Flight Distance Calculator
Enter two airports and get the great-circle distance in kilometres and miles — the precise figure that decides whether a delayed EU or UK flight is worth €250, €400, or €600. It's calculated entirely in your browser from bundled airport coordinates; no API, no waiting.
Great-circle distance
— km
How to use it
- 1 Enter the departure airport's IATA code (the 3 letters on your boarding pass).
- 2 Enter the arrival airport's IATA code.
- 3 Read the great-circle distance in km and miles.

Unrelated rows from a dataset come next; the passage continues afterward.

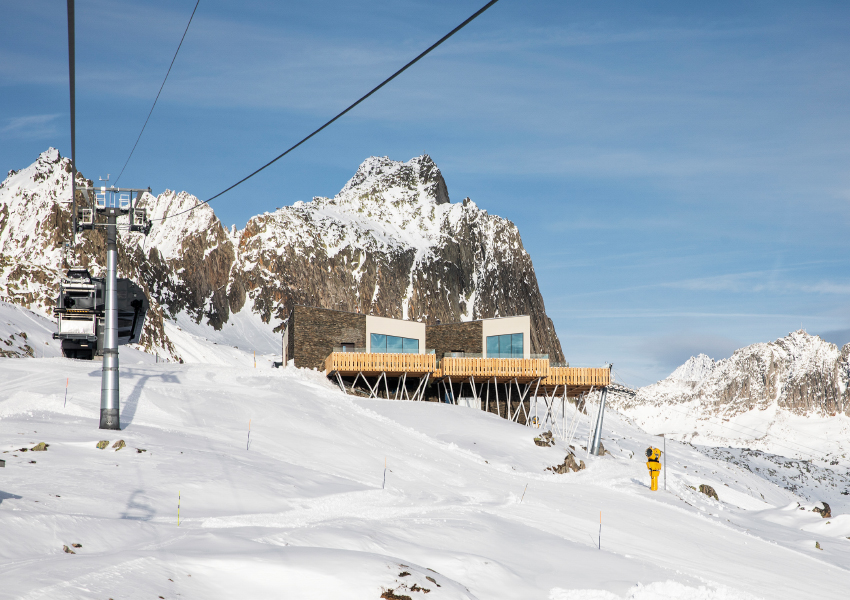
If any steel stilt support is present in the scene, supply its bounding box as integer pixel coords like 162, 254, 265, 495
590, 386, 608, 456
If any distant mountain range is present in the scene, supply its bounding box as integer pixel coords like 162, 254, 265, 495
609, 331, 850, 464
0, 148, 564, 361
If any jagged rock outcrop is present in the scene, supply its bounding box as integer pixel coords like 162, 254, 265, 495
612, 331, 850, 419
234, 155, 563, 360
0, 149, 563, 360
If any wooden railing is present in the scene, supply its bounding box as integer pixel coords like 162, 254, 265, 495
540, 367, 611, 388
325, 352, 437, 374
325, 352, 611, 388
440, 358, 549, 379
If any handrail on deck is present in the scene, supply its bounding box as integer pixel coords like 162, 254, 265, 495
540, 367, 611, 388
325, 352, 437, 374
440, 357, 549, 378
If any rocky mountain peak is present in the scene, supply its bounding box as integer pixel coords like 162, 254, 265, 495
334, 154, 449, 205
668, 354, 716, 382
0, 148, 564, 360
621, 330, 850, 419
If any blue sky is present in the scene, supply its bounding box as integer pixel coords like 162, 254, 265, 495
0, 0, 850, 386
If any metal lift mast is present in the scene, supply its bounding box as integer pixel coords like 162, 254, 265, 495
77, 186, 151, 429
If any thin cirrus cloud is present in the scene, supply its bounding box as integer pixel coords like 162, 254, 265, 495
0, 113, 62, 139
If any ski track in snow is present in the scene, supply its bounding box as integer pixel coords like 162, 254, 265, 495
0, 342, 850, 600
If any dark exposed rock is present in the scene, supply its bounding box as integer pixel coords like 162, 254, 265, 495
534, 431, 555, 448
0, 149, 564, 361
699, 483, 720, 502
546, 454, 587, 475
609, 330, 850, 419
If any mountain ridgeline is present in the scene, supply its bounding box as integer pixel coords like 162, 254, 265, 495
0, 148, 564, 361
612, 331, 850, 420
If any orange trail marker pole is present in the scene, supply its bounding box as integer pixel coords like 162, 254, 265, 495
599, 510, 602, 550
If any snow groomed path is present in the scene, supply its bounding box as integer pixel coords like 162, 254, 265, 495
0, 348, 850, 600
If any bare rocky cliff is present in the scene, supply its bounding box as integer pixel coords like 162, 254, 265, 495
0, 149, 564, 360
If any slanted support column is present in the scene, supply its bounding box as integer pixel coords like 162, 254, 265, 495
590, 386, 608, 456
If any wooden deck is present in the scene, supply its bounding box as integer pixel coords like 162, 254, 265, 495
325, 352, 437, 377
325, 352, 611, 397
440, 358, 549, 383
540, 367, 611, 396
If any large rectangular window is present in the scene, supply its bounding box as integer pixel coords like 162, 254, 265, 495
487, 333, 523, 358
370, 333, 419, 354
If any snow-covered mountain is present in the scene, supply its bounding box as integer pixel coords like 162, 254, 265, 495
611, 331, 850, 460
0, 148, 564, 360
0, 350, 850, 600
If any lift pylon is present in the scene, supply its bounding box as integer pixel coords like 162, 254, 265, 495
75, 186, 151, 429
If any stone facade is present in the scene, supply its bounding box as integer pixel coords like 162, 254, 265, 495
286, 306, 366, 371
425, 321, 484, 360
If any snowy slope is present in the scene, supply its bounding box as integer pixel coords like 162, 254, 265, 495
0, 349, 850, 600
0, 148, 563, 361
610, 331, 850, 462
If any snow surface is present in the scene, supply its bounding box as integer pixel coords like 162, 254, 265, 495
0, 350, 850, 600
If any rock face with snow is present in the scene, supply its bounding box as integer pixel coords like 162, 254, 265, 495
0, 149, 564, 360
615, 331, 850, 418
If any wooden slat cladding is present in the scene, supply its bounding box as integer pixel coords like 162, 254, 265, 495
440, 358, 549, 381
325, 352, 437, 376
540, 367, 611, 388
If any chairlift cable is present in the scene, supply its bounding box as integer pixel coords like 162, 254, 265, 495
114, 0, 201, 185
152, 0, 498, 221
68, 0, 77, 245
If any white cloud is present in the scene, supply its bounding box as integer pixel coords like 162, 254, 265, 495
0, 114, 62, 139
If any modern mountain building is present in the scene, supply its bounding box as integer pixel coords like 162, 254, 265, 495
283, 306, 610, 412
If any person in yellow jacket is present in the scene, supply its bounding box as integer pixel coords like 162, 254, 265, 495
646, 446, 661, 492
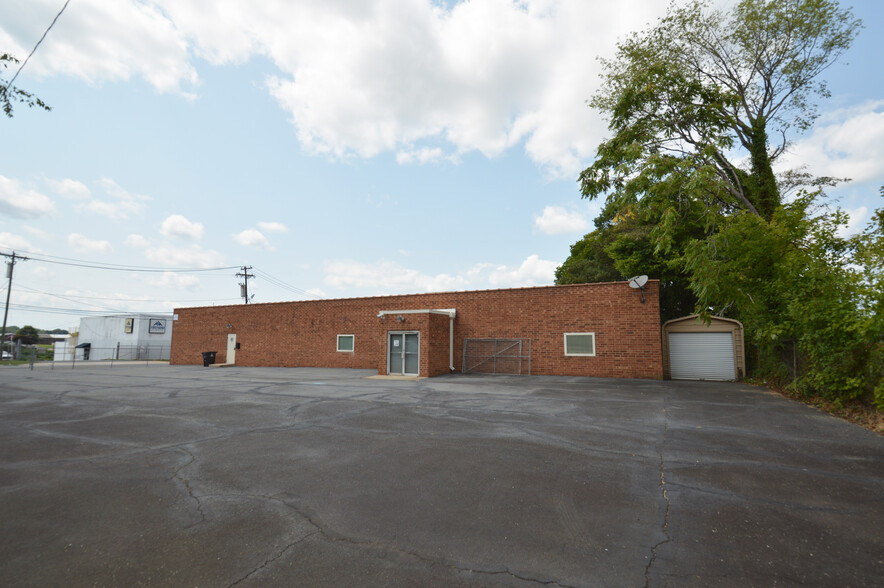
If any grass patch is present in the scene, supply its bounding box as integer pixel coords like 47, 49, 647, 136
750, 382, 884, 436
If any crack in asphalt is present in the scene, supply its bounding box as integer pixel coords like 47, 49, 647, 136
172, 447, 206, 529
227, 530, 321, 588
238, 495, 576, 588
645, 397, 672, 588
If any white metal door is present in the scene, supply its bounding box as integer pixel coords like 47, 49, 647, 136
226, 333, 236, 363
669, 333, 737, 381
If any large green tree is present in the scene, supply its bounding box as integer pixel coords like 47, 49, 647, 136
557, 0, 884, 407
580, 0, 861, 225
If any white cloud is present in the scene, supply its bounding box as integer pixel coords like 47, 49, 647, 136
22, 225, 52, 241
324, 255, 559, 295
144, 243, 224, 268
0, 0, 197, 93
258, 222, 289, 233
0, 0, 666, 177
534, 206, 589, 235
0, 175, 55, 219
488, 255, 559, 288
147, 272, 200, 290
160, 214, 204, 241
68, 233, 114, 253
233, 229, 273, 251
31, 265, 55, 280
396, 147, 456, 165
325, 259, 467, 293
0, 233, 34, 251
46, 178, 92, 200
77, 178, 150, 220
125, 235, 150, 249
778, 100, 884, 183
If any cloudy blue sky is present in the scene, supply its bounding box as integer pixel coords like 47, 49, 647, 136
0, 0, 884, 329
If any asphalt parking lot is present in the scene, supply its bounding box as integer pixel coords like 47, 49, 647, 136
0, 364, 884, 586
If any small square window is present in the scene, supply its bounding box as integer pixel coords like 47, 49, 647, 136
338, 335, 356, 352
565, 333, 595, 357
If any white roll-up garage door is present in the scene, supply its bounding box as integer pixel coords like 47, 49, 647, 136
669, 333, 736, 380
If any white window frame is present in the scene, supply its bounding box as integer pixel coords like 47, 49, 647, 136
564, 333, 596, 357
337, 334, 356, 353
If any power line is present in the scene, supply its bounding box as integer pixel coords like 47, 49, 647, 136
0, 251, 28, 360
234, 265, 255, 304
9, 304, 170, 316
17, 282, 239, 304
6, 0, 71, 92
1, 251, 239, 273
255, 269, 322, 299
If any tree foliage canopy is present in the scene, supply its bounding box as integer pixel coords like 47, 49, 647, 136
580, 0, 861, 222
0, 53, 52, 118
556, 0, 884, 407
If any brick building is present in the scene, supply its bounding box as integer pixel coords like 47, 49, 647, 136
170, 280, 663, 379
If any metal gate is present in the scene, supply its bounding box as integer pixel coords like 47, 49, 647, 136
463, 339, 531, 376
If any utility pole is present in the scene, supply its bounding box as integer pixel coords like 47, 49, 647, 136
234, 265, 255, 304
0, 251, 28, 361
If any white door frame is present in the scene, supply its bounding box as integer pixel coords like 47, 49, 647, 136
387, 331, 421, 376
225, 333, 236, 364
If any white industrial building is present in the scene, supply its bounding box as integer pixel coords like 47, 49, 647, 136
68, 314, 172, 361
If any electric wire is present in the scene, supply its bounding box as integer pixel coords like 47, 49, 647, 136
0, 251, 239, 273
6, 0, 71, 92
252, 268, 322, 299
18, 282, 239, 303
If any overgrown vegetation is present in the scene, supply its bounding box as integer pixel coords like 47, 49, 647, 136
556, 0, 884, 409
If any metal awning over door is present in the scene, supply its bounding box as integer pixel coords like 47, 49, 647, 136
669, 332, 736, 381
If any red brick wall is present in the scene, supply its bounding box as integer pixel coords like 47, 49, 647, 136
171, 280, 663, 379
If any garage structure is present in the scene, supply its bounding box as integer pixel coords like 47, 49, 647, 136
170, 280, 663, 379
663, 314, 746, 381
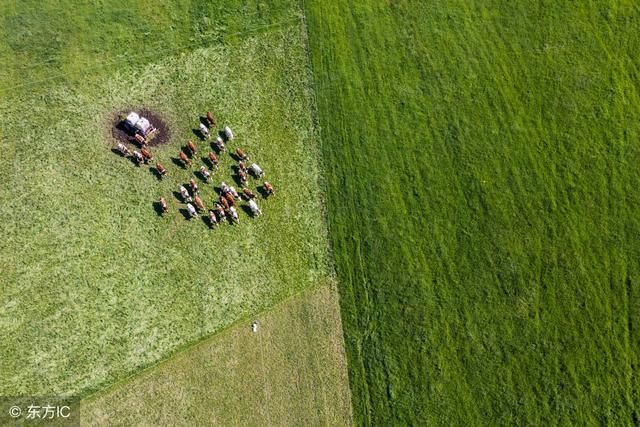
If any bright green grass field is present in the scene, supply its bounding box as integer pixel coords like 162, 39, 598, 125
0, 3, 329, 395
305, 0, 640, 425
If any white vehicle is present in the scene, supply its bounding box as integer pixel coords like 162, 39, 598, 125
124, 111, 156, 137
249, 163, 264, 178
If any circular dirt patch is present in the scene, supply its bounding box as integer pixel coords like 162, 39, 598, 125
111, 108, 171, 147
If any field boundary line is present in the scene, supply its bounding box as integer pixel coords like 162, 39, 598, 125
78, 280, 337, 405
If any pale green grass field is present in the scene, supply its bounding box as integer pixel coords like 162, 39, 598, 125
81, 284, 351, 426
0, 21, 329, 395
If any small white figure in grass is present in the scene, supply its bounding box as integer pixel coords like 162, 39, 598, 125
249, 163, 264, 178
187, 203, 198, 218
200, 123, 209, 138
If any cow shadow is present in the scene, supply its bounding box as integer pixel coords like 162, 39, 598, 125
149, 166, 162, 181
210, 141, 226, 155
240, 205, 253, 218
233, 174, 247, 188
200, 216, 216, 230
191, 128, 207, 141
153, 202, 164, 216
193, 170, 213, 184
178, 208, 191, 221
200, 156, 214, 170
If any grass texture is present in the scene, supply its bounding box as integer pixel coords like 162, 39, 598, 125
0, 10, 329, 402
305, 0, 640, 425
81, 285, 351, 426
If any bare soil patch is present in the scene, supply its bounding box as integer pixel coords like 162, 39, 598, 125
110, 108, 171, 147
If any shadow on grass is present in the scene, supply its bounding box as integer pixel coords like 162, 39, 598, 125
258, 185, 269, 199
153, 202, 164, 216
178, 208, 191, 221
171, 157, 187, 169
191, 128, 207, 141
149, 167, 162, 181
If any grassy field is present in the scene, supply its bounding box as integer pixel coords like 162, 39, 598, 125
305, 0, 640, 425
81, 285, 351, 426
0, 2, 330, 402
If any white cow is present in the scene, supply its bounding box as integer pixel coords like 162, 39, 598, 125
248, 199, 262, 216
249, 163, 264, 178
187, 203, 198, 218
200, 123, 209, 138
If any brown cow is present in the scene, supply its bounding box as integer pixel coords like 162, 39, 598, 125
236, 148, 249, 160
133, 150, 144, 166
200, 166, 211, 182
134, 133, 147, 147
156, 162, 167, 176
218, 196, 229, 209
216, 137, 227, 153
160, 197, 169, 213
193, 196, 207, 211
229, 206, 240, 224
209, 209, 218, 228
189, 178, 198, 194
213, 203, 227, 221
209, 151, 219, 169
238, 170, 247, 185
187, 141, 198, 156
180, 151, 191, 167
207, 111, 216, 127
140, 148, 153, 163
262, 181, 275, 195
178, 185, 193, 203
242, 188, 256, 200
224, 193, 236, 206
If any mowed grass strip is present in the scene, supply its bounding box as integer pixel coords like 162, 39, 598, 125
0, 21, 329, 395
305, 0, 640, 425
81, 284, 351, 425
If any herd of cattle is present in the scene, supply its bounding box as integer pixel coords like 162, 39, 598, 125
116, 112, 274, 228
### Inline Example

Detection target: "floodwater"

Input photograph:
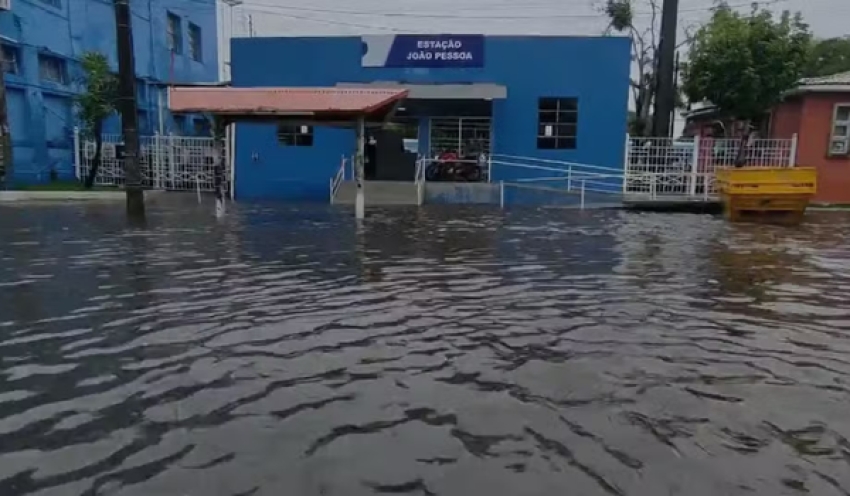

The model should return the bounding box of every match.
[0,197,850,496]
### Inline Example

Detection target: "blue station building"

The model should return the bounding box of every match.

- 4 See which EU261 / UK261 distance band — and amount — it falls into.
Why this matters
EU261 and UK261 don't pay by how far you flew on the airline's route map — they pay by the great-circle distance between your origin and final destination, the shortest path over the curve of the Earth. That single number decides your band: up to 1,500 km, 1,500–3,500 km, or over 3,500 km. Knowing it before you claim means you ask for the right amount. We compute it with the haversine formula from a bundled airport database, so it works instantly and offline.
Frequently asked questions
What is great-circle distance?
It's the shortest distance between two points on the surface of a sphere — here, the straight-line path between two airports over the curve of the Earth. It's almost always shorter than the actual route an aircraft flies, and it's the exact measure EU261/UK261 uses to set compensation.
Which distance band is my flight in?
Up to 1,500 km is the lowest band (€250 / £220). 1,500–3,500 km is the middle band (€400 / £350). Over 3,500 km is the top band (€600 / £520, possibly halved for a 3–4 hour long-haul delay). Enter your airports above to see exactly where you land.